Croatia strongly backs the European Green Deal and EU decarbonisation policies, as evidenced by its recent strategic documents

In addition to the National Development Strategy for 2030, in an effort to strengthen decarbonisation and green transition, important sectoral strategies and documents have been adopted that are adapted to the principles of sustainability and emphasise concrete measures, the implementation of which will achieve goals related to reducing greenhouse gas emissions, increasing energy efficiency and utilising renewables.

The Energy Development Strategy of the Republic of Croatia until 2030, with a view to 2050 (adopted in February 2020) clearly promotes the development of renewables and envisages more than 2,500 MW of new installed capacity in renewables.

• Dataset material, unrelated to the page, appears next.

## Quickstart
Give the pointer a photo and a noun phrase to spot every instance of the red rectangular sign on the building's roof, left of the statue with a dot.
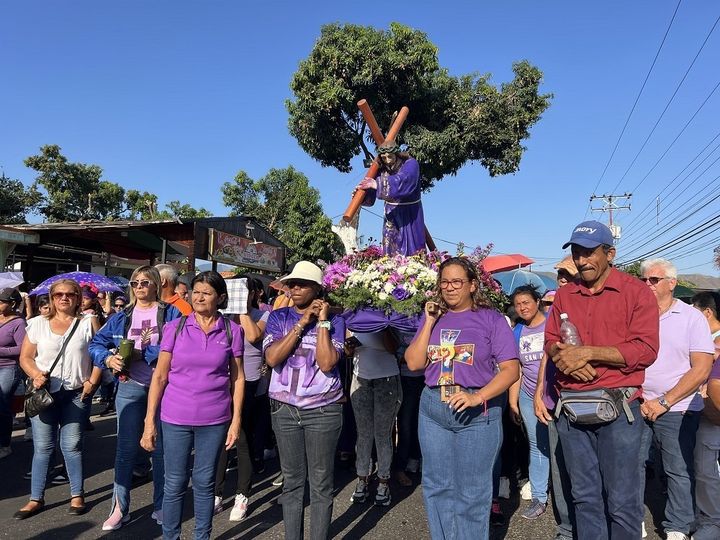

“Although an emphasis is placed on wind and solar power plants, the potential also exists in the bioeconomy (biomass and biogas), and especially in geothermal energy,” adds our interviewee. “The green policy is also visible in the Low Carbon Development Strategy of the Republic of Croatia until 2030, with a view to 2050 (adopted in June 2021), the fundamental goals of which include achieving sustainable development based on a low-carbon economy and resource efficiency.”

An additional effort in pursuit of green policies and decarbonisation was exerted with the publishing of the so-called ZERO SCENARIO for the energy sector, which, after the European Green Deal and “Fit for 55”, further elaborated a way to achieve even greater CO2 savings compared to the scenarios proposed by the Energy Development Strategy of the Republic of Croatia until 2030 with a view to 2050. In addition, in March 2022, the Croatian Hydrogen Strategy for 2050 was adopted, which places an emphasis on the production, storage and use of hydrogen, as one of the essential elements for the decarbonisation of industry and the energy sector. “The most important implementing act adopted on the basis of the Regulation on the Governance of the Energy Union and Climate Policies (Regulation (EU) 2018/1999) is the Integrated Energy and Climate Plan (SO-CALLED NECP – National Energy and Climate Plan) for the period from 2021 to 2030,” highlights our interlocutor. “It sets binding national targets for reducing CO2 emissions compared to 1990 levels, increasing the share of renewable energy in total consumption and improving energy efficiency.”

Finally, given that the Republic of Croatia has great potential when it comes to the use of geothermal energy for heating, but also for producing electricity, the Plan for the Development of the Geothermal Potential of the Republic of Croatia until 2030 was adopted in May 2023. This plan ensures compliance with the strategic commitments and policy of the Republic of Croatia regarding renewables, as well as compliance with EU guidelines and goals related to energy policy and the European Green Deal.


Croatia aims to boost renewable energy production until 2030 in order to reduce CO2 emissions in the energy sector, which requires increased investment in clean technologies.


The Republic of Croatia has exerted significant efforts in order to decarbonise the energy sector and the economy.


Croatia’s Energy Strategy until 2030 promotes a new renewable energy capacity exceeding 2,500 MW.